那一天临分别的时候,三狗子不死心,总是追着阿黄问:狗妹,你还会回来吗?你一定要回来。我给你上树摘核桃,我给你上山去摘马梨蛋蛋,我给你用柳叶桃的花朵染指甲,我给你下河去逮螃蟹,我给你……”三狗子急切地想把那种无穷无尽的不舍表达出来,就像山中顽强的一颗小树,伸展出的一枝一叶都含着愿望的果实,是那样饱满而执着。半晌,没有等来他期待的回应,头顶上的几只麻雀啾啾啁啁的就把这一刻的心绪啼乱了。这时候,他猛然发现站在他面前的阿黄嘤嘤地说不出话,在那里扑扑簌簌往下掉眼泪。

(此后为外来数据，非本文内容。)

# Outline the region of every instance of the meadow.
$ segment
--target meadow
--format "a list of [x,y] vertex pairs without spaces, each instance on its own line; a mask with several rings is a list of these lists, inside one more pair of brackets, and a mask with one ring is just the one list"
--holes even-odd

这让三狗子顿时感到呼吸有些不畅,并且越来越不畅,胸里憋涨得如同一只被爆吹的琉璃瓶,嘭嘭”一呼一吸就裂了,给他小小的心上留下了第一道伤口。
这个冬季,阿黄戴着那对美丽的蝴蝶结离开了他。他撵到村口的时候,还是满怀希望喊了一句:狗妹——明年马梨开花的时候你就回来……”
没有阿黄的日子,变得好无聊好无聊。夜,如此漫长、寒冷。每天晚上,三狗子躺在和阿黄一起睡着过的大碾盘上数着天上的星星:青石板,板石青,青石板上钉银钉,钉上银钉数不清……”数着数着他就烦了,开始“嘛——咕——嘛——咕”的装鬼叫。

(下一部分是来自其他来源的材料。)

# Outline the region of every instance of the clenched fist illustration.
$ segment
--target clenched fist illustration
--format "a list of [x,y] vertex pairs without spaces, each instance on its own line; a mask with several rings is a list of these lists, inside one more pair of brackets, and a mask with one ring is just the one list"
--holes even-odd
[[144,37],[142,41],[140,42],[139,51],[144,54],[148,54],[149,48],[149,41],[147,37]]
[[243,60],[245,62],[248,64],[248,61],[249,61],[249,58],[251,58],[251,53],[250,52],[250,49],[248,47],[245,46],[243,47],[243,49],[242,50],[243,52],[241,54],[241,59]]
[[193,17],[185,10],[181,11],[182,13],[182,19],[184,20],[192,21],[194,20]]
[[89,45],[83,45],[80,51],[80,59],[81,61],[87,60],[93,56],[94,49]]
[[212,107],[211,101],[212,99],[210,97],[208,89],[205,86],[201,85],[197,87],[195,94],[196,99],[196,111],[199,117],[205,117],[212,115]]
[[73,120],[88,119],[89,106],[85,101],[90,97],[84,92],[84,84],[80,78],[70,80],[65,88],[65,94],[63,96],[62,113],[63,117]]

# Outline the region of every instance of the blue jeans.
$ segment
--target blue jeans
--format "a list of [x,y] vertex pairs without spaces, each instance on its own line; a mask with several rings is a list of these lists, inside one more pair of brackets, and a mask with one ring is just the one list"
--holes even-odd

五豆子时常被他吓得连滚带爬地跑回去告诉三扁说:“姐呀,大磨道的碾盘上睡了个鬼。”三扁雄赳赳气昂昂地带着四扁和五豆子一起来到磨盘跟前,抓住脖领就想往起提三狗子,三扁说你黑天半夜装甚鬼呢?三狗子一把将她推开说:关你屁事?”
气得三扁说你除了会放屁,还会干甚?三狗子还是不理她。到了第二天照样睡在大碾盘上,遇见天上有飞机飞过的时候,就喊:“飞机飞机落落,下来让我坐坐。”逗得三扁直发笑。说:活该,狗妹走了,没人跟你耍,真活该!”
三狗子说:关你屁事?”
三扁又问:你老护着她作甚?你娘给你们定下娃娃亲啦?”
“关你屁事!”
三扁一听他又是这一句,就愤愤地骂道:你就是个放屁虫!”
18.住窑洞的是“老临”
其实在阿黄第一次踏上异乡的土地时,让她感到满目荒凉的,不是大西北那广袤无垠的沙漠,而是心与心之间不可逾越的距离。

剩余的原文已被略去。